The curtains are finally being drawn on the consumer version of BlackBerry Messenger, marking an end to the pioneering phone messaging service that was once extremely popular, particularly among business users. Emtek, the company that runs the service, has announced it will shut down the service from 31 May because users have moved on to other platforms and new users have been difficult to find.

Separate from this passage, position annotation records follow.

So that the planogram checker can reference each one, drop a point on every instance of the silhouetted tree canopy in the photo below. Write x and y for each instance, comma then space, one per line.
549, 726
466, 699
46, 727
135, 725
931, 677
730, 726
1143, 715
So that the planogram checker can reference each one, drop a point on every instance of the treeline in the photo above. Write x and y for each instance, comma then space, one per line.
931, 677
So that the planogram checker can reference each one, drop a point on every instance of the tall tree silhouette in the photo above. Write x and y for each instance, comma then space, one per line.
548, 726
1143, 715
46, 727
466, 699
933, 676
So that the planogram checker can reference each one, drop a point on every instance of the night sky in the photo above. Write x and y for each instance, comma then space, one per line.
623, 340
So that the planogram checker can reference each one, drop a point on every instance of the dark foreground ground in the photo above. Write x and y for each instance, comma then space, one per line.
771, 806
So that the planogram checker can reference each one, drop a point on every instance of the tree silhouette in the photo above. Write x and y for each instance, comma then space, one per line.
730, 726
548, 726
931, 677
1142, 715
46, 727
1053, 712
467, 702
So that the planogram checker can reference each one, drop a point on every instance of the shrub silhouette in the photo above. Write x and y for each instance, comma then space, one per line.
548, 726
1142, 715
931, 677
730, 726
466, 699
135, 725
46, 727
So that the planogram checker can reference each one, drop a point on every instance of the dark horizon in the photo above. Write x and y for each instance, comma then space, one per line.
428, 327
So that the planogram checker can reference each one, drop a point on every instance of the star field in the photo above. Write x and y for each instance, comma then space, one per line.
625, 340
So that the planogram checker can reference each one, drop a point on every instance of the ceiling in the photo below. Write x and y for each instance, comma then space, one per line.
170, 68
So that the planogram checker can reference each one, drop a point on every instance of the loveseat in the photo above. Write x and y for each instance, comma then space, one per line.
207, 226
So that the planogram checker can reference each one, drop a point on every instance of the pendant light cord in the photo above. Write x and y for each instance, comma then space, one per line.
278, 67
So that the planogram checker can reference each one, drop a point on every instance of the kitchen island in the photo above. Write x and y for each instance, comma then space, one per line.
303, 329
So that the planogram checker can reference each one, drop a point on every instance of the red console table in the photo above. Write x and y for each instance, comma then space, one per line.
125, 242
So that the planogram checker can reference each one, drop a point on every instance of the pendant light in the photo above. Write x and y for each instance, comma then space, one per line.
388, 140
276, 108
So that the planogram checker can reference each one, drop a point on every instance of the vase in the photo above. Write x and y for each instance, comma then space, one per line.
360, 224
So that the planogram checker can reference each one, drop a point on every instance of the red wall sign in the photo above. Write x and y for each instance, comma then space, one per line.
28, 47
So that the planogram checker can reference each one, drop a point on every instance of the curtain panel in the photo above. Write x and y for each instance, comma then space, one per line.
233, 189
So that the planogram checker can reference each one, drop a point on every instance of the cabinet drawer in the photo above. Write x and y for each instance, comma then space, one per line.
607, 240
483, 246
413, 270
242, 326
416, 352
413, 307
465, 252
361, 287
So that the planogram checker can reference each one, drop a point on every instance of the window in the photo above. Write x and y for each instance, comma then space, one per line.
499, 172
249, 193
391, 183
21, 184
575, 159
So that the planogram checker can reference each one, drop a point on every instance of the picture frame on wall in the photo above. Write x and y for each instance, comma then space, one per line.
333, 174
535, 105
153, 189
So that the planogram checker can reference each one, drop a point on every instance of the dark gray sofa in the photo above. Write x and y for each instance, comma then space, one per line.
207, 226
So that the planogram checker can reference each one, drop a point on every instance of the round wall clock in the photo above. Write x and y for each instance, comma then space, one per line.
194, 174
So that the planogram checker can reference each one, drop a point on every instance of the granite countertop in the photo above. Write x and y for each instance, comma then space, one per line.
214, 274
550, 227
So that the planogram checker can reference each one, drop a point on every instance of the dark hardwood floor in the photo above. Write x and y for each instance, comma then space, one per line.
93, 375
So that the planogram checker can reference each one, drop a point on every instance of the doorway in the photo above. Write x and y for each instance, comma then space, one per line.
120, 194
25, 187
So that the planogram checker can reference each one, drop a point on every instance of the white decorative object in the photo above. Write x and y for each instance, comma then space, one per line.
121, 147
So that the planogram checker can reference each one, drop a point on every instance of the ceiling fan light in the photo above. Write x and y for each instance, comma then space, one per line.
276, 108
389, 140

That will come as sad news for BlackBerry loyalists who stuck with its phones and messaging service even as competitors came out with better products. BlackBerry devices until the last decade dominated the smartphone market and were a must-have for top business executives. Its messaging service came as a default on its phones and users were seen as an exclusive group to which non-BlackBerry phone users had no access. The popularity was such that it became a matter of pride to own BlackBerry devices. But the company lost market as newer services such as WeChat and Facebook’s WhatsApp provided better communication services and made them available to all, irrespective of the brand of smartphone users owned. Meanwhile, BlackBerry lost much of its handset business to competitors such as Apple, Samsung and LG whose phones imposed no restrictions on using external apps. With no product launches in the offing, there is little hope BlackBerry will ever see a return to its glorious past. On the contrary, the shutting down of the messaging service could suggest a looming end to whatever little services still remain. To be sure, the enterprise version of the messaging service known as BBMe will continue to be available. Its promise of secure networks may attract some users, but the paid service may be too little to resurrect the popularity of this once-iconic brand that is slowly, but surely, heading into the sunset.